Книга Воля и самоконтроль. Как гены и мозг мешают нам бороться с соблазнами, страница 52. Автор книги Ирина Якутенко

Разделитель для чтения книг в онлайн библиотеке

Онлайн книга «Воля и самоконтроль. Как гены и мозг мешают нам бороться с соблазнами»

Cтраница 52

Руководствуясь направляющими указаниями, получаемыми в критические периоды, мозг буквально в режиме онлайн прокладывает новые связи в нужной зоне. Разумеется, окружающая среда не посылает нам инструкций: из нее поступают стимулы, и мозг меняет свою архитектуру так, чтобы максимально адекватно отреагировать на них. Чем чаще встречаются однотипные стимулы, тем мощнее будут нейронные конструкции, возникшие как реакция на них. Если света нет или недостаточно, в зрительной коре не образуются структуры, необходимые для обработки сигналов от глаз. Если человек никогда не слышал звука "р", мозг не научится отличать его от "л". И так далее. На уровне структуры мозга это означает, что в нужной зоне не возникают новые связи, а те, что были, постепенно уничтожаются – происходит так называемый прунинг. Многочисленные опыты показали, что у животных, которые росли в бедной стимулами среде, формируется заметно меньше связей между нейронами, и они выглядят "неправильно" [7]. Иначе располагаются и глиальные клетки – своеобразные завхозы, отвечающие за снабжение нейронов питательными веществами (хотя в последнее время получено много данных, указывающих, что роль глии сильно недооценена, и это не завхоз, а полноценный участник когнитивных процессов). Толщина коры, метаболизм и скорость синтеза нейромедиаторов, даже работа генов – все эти параметры очень сильно разнятся у животных, которые росли в обогащенной и обедненной стимулами среде [8].

Воля и самоконтроль. Как гены и мозг мешают нам бороться с соблазнами

Поведение крыс, которые провели детство в пустых клетках, и крыс, живших в роскоши многоэтажных лабиринтов, укромных норок и темных переходов, тоже отличается. Животные, выросшие в бедной стимулами среде, боятся исследовать новое и предпочитают отсиживаться в хорошо изученном укрытии. Одно из первых научно обоснованных свидетельств, что среда, в которой растут звери, влияет на их характер и поведение, случайно получил известный канадский нейрофизиолог Дональд Хебб. Ученый занимался нейронами, и во многом именно благодаря его работам стало понятно, что делают эти клетки и насколько они важны для обучения.

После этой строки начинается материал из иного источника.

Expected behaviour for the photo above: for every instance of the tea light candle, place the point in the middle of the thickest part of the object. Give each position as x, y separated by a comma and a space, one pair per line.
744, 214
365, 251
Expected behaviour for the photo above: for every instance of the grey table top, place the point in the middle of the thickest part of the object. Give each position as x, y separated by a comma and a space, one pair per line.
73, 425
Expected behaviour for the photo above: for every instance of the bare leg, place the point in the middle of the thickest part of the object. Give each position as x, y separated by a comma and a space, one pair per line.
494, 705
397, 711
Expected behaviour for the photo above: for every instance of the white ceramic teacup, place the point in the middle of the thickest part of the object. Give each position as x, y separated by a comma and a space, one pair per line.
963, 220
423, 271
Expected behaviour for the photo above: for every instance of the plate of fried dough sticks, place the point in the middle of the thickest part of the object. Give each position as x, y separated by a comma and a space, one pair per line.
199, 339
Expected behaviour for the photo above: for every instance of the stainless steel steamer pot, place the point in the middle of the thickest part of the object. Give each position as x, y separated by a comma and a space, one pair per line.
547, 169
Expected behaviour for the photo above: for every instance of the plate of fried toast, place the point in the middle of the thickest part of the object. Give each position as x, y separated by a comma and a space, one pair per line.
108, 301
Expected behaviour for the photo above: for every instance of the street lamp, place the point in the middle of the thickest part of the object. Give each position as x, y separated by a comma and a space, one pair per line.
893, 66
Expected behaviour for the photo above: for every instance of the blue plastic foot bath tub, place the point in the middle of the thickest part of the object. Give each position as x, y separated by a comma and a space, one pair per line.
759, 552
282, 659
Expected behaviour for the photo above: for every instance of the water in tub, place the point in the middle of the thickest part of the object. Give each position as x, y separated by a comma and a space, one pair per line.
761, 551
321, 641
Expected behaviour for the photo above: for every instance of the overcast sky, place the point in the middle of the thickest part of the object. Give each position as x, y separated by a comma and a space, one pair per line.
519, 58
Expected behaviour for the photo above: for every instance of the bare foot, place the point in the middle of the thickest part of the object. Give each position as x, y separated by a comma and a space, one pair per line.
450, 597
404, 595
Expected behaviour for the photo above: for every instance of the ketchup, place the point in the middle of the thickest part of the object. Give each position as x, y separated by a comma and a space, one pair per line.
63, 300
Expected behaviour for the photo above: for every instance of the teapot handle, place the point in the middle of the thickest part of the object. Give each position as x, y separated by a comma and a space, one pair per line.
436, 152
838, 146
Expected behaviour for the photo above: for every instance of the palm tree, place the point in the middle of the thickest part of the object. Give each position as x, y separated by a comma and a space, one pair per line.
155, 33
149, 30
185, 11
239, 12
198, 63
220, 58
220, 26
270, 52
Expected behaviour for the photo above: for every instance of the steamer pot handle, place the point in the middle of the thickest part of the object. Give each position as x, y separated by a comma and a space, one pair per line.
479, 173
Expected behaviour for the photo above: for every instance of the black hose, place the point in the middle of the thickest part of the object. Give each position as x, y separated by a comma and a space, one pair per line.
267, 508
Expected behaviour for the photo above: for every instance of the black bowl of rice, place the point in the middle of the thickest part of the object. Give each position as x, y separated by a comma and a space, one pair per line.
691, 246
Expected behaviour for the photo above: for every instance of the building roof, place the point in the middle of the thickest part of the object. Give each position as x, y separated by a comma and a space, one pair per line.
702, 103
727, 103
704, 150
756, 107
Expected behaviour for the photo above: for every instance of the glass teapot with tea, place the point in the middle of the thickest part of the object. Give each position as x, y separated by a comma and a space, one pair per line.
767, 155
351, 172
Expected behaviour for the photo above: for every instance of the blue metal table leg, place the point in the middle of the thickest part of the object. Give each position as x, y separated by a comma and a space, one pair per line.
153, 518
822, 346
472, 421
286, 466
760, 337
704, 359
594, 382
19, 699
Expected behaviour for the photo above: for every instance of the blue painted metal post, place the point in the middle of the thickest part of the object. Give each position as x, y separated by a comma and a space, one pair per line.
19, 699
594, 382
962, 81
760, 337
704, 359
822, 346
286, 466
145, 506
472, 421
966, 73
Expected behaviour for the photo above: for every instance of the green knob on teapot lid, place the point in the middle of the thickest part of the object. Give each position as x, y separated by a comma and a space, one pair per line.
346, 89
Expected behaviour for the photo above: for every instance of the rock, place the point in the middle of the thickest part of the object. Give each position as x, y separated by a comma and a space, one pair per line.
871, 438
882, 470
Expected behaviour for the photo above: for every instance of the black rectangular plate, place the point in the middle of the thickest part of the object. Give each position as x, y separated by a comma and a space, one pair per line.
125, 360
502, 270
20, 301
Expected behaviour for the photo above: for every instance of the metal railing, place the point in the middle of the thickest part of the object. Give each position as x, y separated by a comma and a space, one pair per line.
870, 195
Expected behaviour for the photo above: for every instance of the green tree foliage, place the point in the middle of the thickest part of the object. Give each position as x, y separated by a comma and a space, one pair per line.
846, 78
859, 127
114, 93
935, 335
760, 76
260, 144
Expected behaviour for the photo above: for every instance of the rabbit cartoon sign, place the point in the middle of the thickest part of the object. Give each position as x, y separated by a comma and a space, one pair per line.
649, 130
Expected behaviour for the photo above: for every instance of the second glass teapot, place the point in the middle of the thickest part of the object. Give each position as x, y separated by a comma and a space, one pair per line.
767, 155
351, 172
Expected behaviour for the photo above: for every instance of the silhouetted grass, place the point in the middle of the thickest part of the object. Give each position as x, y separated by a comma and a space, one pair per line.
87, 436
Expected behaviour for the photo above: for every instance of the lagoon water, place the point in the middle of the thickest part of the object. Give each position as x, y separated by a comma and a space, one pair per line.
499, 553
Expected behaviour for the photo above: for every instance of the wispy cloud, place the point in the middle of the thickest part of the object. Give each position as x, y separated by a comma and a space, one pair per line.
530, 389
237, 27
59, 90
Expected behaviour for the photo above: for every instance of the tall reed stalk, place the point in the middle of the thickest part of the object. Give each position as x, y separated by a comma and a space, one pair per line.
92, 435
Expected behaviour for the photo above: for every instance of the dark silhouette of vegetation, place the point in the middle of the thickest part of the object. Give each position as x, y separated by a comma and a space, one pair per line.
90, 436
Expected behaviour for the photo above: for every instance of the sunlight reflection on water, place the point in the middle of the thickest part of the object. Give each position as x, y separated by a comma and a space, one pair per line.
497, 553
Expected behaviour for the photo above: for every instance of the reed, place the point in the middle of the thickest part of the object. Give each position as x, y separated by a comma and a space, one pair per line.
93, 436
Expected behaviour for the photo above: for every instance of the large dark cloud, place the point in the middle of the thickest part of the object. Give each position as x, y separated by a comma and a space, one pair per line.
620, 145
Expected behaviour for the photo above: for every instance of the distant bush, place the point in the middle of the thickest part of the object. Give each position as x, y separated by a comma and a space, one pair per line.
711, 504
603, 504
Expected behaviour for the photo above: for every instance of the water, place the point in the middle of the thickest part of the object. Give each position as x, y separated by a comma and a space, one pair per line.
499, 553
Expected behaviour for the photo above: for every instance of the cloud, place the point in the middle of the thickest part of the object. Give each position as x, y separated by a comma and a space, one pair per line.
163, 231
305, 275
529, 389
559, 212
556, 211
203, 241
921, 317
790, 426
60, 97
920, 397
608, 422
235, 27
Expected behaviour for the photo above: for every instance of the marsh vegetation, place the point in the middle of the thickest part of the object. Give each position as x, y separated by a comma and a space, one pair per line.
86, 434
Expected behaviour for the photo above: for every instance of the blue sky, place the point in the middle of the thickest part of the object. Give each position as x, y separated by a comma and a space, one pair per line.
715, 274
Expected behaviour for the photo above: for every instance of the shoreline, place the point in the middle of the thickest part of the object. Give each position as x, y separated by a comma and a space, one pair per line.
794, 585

В 1947 году Хебб забрал из лаборатории домой несколько крысят – его детям захотелось иметь питомцев. Либеральный отец разрешал животным свободно бегать по дому и исследовать все закоулки. Через несколько месяцев Хебб решил проверить, отличаются ли грызуны, выросшие у него дома, от тех, что остались в университетском виварии. Он принес домашних крыс на работу, и оказалось, что они гораздо лучше лабораторных животных справляются со стандартными тестами, оценивающими умственные возможности грызунов. Более того, интеллектуальное превосходство "домашних" зверей сохранилось на всю жизнь [9]. Позже эти результаты были многократно повторены во всевозможных опытах – например, российско-грузинский этолог Ясон Бадридзе показал, что волчата, взрослевшие в обедненной среде, не способны делать главное дело волка, т. е. охотиться. Но если родившихся в неволе хищников выращивали в просторных вольерах, перекрытых ширмами, стволами деревьев, большими валунами и так далее, они охотились не хуже диких сородичей [10]. Итоги опытов с различными животными доказывают: детство в обогащенной среде улучшает когнитивные способности. А вот у зверей, которые выросли в бедной стимулами обстановке, мозг вырастает инвалидом, не приспособленным нормально реагировать на раздражители, с которыми они не сталкивались в раннем возрасте.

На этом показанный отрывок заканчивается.